Originally published on Dec. 20, 2013

By Alan Light
The New York Times

Eminent Hipsters
By Donald Fagen
Viking, $26.95.

Eminent Hipsters isn’t a memoir, but rather two projects stuck together: a series of essays Fagen (best known as half of Steely Dan, a band rarely mentioned in the book) calls “a kind of art-o-biography — that is, how the stuff I read and heard when I was growing up affected (stretched, skewed, mangled) my little brain,” and a tour diary from a 2012 jaunt with the Dukes of September, in which he starred alongside Michael McDonald and Boz Scaggs.

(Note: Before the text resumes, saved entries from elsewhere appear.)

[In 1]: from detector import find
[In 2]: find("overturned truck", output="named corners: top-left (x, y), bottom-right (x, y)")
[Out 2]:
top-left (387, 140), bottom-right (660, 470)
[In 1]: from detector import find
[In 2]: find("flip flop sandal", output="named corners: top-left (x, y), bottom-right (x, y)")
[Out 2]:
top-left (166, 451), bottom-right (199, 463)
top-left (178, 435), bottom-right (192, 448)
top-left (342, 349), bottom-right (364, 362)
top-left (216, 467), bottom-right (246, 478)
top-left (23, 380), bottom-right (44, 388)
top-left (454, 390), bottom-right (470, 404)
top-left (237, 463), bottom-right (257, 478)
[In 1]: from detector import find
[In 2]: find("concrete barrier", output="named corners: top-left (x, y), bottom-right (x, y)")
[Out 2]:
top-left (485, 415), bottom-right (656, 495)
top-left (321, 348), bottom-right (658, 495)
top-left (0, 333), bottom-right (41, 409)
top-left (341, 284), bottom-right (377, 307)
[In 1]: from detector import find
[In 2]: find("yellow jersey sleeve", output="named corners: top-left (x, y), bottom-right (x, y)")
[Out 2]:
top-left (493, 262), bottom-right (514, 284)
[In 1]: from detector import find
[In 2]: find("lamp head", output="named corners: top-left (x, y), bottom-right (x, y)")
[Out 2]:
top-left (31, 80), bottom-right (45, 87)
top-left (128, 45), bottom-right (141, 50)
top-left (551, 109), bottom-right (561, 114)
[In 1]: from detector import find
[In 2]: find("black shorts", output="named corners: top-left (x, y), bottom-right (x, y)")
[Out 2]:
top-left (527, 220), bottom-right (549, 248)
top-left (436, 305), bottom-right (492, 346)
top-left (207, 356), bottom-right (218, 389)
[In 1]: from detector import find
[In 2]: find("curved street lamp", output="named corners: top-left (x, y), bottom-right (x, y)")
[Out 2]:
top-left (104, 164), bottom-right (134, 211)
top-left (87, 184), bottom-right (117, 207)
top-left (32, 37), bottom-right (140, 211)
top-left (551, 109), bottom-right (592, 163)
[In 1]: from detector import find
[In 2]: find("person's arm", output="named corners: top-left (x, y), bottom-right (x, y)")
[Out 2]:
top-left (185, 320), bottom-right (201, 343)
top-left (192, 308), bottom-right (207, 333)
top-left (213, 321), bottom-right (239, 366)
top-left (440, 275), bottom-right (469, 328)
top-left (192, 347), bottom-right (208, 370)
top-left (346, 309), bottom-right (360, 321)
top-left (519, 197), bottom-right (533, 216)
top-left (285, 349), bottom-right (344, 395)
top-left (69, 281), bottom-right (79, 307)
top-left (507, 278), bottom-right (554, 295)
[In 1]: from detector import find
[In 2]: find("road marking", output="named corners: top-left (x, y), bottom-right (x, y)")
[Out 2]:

Fagen’s look back at the heroes of his early years — the musicians, D.J.s and science fiction writers who give the book its title — is a smart, spiky depiction of the “nail-biting paranoia” of ’50s suburbia, and the power that underground visionaries like the singing Boswell Sisters or the radio hosts Uncle Mort and Jean Shepherd held for “a first-tier nerd” who felt he had been “framed and sentenced to a long stretch at hard labor in ‘Squaresville.'”

The Dukes diary, though, comes off bitter and mean. It’s no surprise Fagen can get off a good one-liner — “Asking me to play golf would be like asking me to drive over to the town dump and separate all the wrongly placed bottles and cans from the regular garbage” — but his nonstop kvetching about subpar hotels and venues and his dismissal of some fans as “moldering, bloodless vampires” quickly turn this 70-page section into an ugly slog.